The week of March 5th-11th was a bit crazy, which is ironic because it was spring break. But when it's spring break, I did everything but read, basically. I finished one book, which was for my philosophy class, and I'm not going to shoehorn that into one of the categories for actually fun books.

So I'll catch up on this one some other week. Surely it can't be that hard, can it?

4/3/15 - A Book of Short Stories

(We're going to pretend that these were also written on time. Thanks.)

For the first Challenge book of the rainy month of March, we're going with a classic - A Good Man Is Hard to Find by the inimitable Flannery O'Connor.

There's really not much to say about O'Connor's writing.

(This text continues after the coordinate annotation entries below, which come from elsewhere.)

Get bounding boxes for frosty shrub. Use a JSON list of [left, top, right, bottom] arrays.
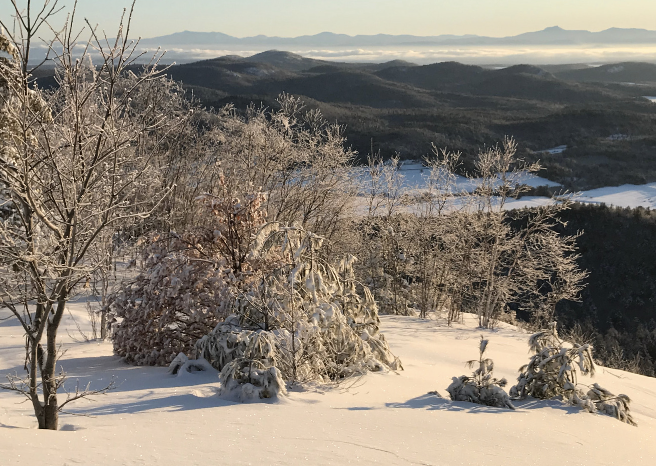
[[219, 330, 286, 401], [109, 194, 266, 365], [196, 223, 402, 396], [510, 322, 636, 425], [446, 336, 515, 409], [109, 236, 232, 366]]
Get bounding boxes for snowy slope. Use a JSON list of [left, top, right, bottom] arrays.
[[0, 304, 656, 466]]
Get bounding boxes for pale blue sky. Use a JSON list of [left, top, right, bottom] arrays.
[[0, 0, 656, 37]]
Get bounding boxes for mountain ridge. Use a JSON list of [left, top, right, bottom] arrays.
[[141, 26, 656, 47]]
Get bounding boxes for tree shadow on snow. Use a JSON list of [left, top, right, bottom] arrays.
[[386, 393, 581, 414], [70, 393, 240, 416]]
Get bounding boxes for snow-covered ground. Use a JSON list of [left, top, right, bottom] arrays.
[[0, 303, 656, 466], [358, 161, 656, 209]]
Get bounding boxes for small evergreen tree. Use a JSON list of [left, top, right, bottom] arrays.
[[446, 336, 515, 409], [510, 322, 637, 426]]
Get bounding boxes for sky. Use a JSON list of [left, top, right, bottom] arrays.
[[0, 0, 656, 37]]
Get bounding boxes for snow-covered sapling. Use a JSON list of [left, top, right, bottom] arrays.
[[510, 322, 637, 426], [446, 336, 515, 409]]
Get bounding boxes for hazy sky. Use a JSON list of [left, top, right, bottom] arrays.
[[0, 0, 656, 37]]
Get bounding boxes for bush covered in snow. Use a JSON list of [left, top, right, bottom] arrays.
[[196, 223, 402, 397], [446, 336, 515, 409], [108, 194, 266, 365], [510, 322, 636, 425]]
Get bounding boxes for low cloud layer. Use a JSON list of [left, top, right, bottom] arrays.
[[30, 45, 656, 65]]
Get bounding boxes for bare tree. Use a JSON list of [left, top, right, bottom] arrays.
[[0, 0, 179, 429]]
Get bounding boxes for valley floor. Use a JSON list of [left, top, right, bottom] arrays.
[[0, 304, 656, 466]]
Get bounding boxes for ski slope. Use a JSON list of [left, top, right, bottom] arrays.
[[0, 303, 656, 466]]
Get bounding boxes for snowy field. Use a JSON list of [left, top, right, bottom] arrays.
[[0, 303, 656, 466], [359, 161, 656, 209]]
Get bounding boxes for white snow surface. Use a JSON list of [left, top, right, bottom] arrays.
[[357, 162, 656, 209], [0, 303, 656, 466]]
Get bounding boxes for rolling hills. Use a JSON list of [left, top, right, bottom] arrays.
[[158, 50, 656, 189]]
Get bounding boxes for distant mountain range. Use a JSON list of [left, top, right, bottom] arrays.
[[141, 26, 656, 47]]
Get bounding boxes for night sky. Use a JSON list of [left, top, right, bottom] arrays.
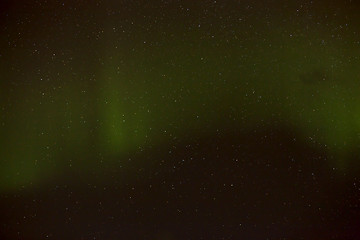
[[0, 0, 360, 240]]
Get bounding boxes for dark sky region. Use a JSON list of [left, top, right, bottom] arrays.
[[0, 0, 360, 240]]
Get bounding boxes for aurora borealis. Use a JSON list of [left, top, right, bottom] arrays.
[[0, 0, 360, 240]]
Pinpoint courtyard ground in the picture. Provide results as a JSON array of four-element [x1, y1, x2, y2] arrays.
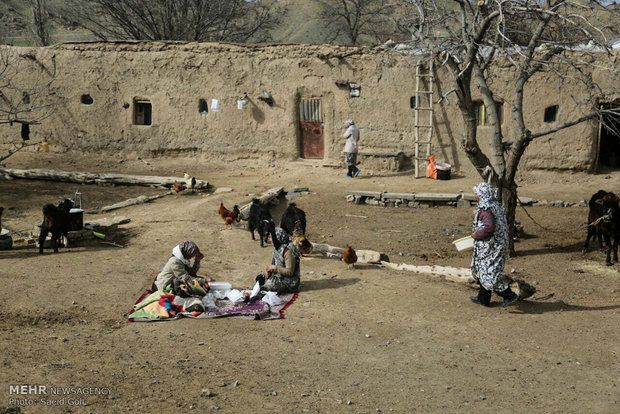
[[0, 153, 620, 413]]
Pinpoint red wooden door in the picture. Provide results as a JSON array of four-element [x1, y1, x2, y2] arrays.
[[299, 98, 324, 158]]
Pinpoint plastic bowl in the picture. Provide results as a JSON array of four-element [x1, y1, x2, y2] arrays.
[[452, 236, 474, 252], [209, 282, 232, 290]]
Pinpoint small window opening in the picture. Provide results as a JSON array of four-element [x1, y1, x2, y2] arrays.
[[133, 99, 153, 125], [198, 99, 209, 114], [80, 94, 94, 105], [474, 102, 504, 126], [409, 96, 422, 109], [545, 105, 558, 123]]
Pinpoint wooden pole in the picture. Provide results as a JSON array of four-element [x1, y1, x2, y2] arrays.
[[0, 168, 209, 189]]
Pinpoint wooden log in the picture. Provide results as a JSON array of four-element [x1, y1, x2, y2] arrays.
[[381, 262, 536, 299], [381, 262, 474, 284], [312, 243, 387, 263], [84, 216, 131, 230], [0, 168, 209, 189], [101, 193, 171, 212], [239, 187, 284, 220]]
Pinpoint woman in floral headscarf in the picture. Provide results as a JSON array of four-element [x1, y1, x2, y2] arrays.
[[256, 227, 301, 293], [153, 240, 212, 290], [470, 183, 518, 307]]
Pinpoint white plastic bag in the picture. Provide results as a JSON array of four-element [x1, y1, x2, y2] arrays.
[[226, 289, 243, 303], [261, 292, 284, 306]]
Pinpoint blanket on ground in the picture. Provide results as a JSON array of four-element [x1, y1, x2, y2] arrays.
[[127, 289, 298, 322]]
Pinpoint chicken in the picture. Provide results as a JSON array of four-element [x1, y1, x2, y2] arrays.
[[291, 227, 313, 255], [218, 202, 241, 227], [342, 244, 357, 268], [172, 180, 185, 193], [183, 172, 196, 190]]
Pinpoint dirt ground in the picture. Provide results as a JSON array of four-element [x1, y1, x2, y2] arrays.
[[0, 153, 620, 413]]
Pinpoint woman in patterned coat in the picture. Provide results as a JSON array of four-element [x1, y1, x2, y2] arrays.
[[256, 227, 301, 293], [470, 183, 518, 307]]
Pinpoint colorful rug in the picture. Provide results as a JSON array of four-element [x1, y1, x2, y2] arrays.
[[127, 289, 298, 322]]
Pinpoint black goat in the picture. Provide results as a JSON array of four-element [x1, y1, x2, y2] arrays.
[[280, 203, 306, 236], [583, 190, 614, 253], [596, 193, 620, 266], [39, 199, 73, 253], [280, 203, 313, 255], [248, 198, 275, 247]]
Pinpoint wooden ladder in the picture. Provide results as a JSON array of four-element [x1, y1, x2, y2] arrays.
[[414, 57, 435, 178]]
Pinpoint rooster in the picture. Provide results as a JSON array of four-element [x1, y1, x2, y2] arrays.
[[183, 172, 196, 190], [342, 244, 357, 269], [291, 226, 313, 255], [172, 180, 185, 193], [218, 202, 241, 227]]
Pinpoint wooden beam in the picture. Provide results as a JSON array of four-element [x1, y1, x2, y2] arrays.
[[0, 168, 209, 189], [312, 243, 387, 263], [101, 193, 172, 212]]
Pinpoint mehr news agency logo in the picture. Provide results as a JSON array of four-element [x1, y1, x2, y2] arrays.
[[9, 385, 112, 406]]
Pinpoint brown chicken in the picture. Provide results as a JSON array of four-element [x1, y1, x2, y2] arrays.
[[292, 227, 314, 255], [218, 202, 241, 227], [172, 180, 185, 193], [342, 244, 357, 268]]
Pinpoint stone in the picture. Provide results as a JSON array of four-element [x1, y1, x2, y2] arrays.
[[347, 191, 381, 199], [415, 193, 460, 201], [200, 388, 213, 398], [381, 193, 415, 200], [519, 197, 538, 206], [456, 199, 471, 208]]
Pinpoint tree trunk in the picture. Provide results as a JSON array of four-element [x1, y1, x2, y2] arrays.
[[501, 180, 517, 257]]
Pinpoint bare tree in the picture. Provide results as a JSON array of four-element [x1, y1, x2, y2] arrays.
[[29, 0, 52, 46], [0, 48, 59, 162], [63, 0, 284, 42], [318, 0, 393, 46], [399, 0, 620, 254]]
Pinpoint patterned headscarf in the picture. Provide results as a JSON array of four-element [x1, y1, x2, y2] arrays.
[[474, 183, 498, 210], [271, 227, 301, 266]]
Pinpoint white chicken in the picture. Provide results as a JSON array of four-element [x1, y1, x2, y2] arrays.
[[183, 172, 196, 190]]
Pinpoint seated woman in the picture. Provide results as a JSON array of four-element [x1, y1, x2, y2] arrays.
[[153, 240, 213, 295], [256, 227, 301, 293]]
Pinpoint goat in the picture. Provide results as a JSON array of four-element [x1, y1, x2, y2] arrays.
[[583, 190, 614, 254], [39, 199, 73, 253], [280, 203, 312, 254], [592, 193, 620, 266], [248, 198, 275, 247]]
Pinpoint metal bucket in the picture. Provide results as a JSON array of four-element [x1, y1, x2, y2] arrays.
[[69, 208, 84, 231]]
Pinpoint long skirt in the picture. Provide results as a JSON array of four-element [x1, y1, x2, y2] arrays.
[[344, 152, 357, 167]]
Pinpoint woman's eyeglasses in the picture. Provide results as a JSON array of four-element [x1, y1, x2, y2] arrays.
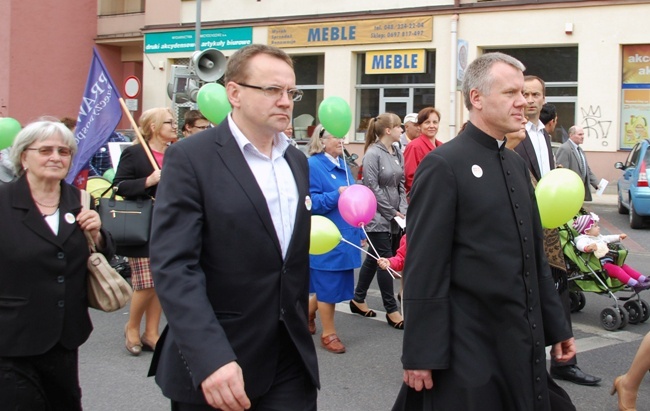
[[25, 146, 72, 157]]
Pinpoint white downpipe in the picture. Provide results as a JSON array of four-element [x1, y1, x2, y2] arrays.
[[449, 14, 458, 140]]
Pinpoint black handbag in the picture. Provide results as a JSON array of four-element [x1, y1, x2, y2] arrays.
[[98, 186, 153, 246]]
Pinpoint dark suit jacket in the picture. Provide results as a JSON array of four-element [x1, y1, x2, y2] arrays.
[[515, 130, 555, 181], [0, 176, 113, 357], [402, 122, 571, 411], [557, 140, 598, 201], [150, 121, 319, 404], [113, 144, 158, 257]]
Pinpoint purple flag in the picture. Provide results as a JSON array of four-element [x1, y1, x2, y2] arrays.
[[65, 47, 122, 183]]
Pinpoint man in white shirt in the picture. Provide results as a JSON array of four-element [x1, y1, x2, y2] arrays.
[[515, 76, 555, 181]]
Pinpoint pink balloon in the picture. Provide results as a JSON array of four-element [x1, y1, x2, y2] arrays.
[[339, 184, 377, 227]]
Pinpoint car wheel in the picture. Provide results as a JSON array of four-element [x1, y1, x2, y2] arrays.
[[618, 194, 630, 214], [630, 198, 643, 229]]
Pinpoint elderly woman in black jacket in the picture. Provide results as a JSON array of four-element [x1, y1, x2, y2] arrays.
[[0, 121, 113, 410]]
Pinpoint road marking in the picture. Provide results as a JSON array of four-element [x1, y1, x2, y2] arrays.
[[335, 298, 644, 356]]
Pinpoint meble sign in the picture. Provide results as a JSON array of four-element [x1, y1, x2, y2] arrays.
[[366, 50, 426, 74], [268, 16, 433, 48]]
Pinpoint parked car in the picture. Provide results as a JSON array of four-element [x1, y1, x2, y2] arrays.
[[614, 139, 650, 228]]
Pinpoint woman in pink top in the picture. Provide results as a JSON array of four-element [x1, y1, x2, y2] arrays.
[[404, 107, 442, 194]]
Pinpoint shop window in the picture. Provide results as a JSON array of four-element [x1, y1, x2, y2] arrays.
[[484, 47, 578, 143], [291, 54, 325, 140], [354, 51, 436, 142], [97, 0, 145, 16]]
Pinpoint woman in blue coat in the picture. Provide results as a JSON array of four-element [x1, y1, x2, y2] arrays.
[[309, 125, 365, 354]]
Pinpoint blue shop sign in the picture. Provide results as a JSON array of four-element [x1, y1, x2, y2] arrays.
[[144, 27, 253, 53]]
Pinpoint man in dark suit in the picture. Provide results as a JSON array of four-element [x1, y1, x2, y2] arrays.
[[150, 45, 319, 411], [394, 53, 575, 411], [515, 76, 600, 385], [557, 126, 598, 201], [515, 76, 555, 181]]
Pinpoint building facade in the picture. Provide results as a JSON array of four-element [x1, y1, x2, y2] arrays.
[[0, 0, 650, 187]]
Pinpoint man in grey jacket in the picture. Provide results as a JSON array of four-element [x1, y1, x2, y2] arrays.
[[556, 126, 598, 201]]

If you've read it, you know what it's like; if you haven't, there's no way to describe it. Her stories are sparse, minimalistic, almost inconsequential. A lot of them are almost impossible to pick out meanings for. But they are hugely powerful. Her control of language and characters is frankly astonishing. And the way she draws you in, half by enchantment and half by revulsion, is... honestly, I can't think of anyone who has ever done the like.

Some of O'Connor's best stories are in this edition, such as the title story and "The Life You Save May Be Your Own" and "Good Country People." My personal favorite was "The River," which was not quite as opaque and difficult as some of the others, but still so incredibly punch-to-the-gut. I've loved her work ever since I read "A Good Man Is Hard To Find" about two years ago, though this is the first full collection of stories I've read by her. I'm glad to report that the majority of her work is equally fantastic.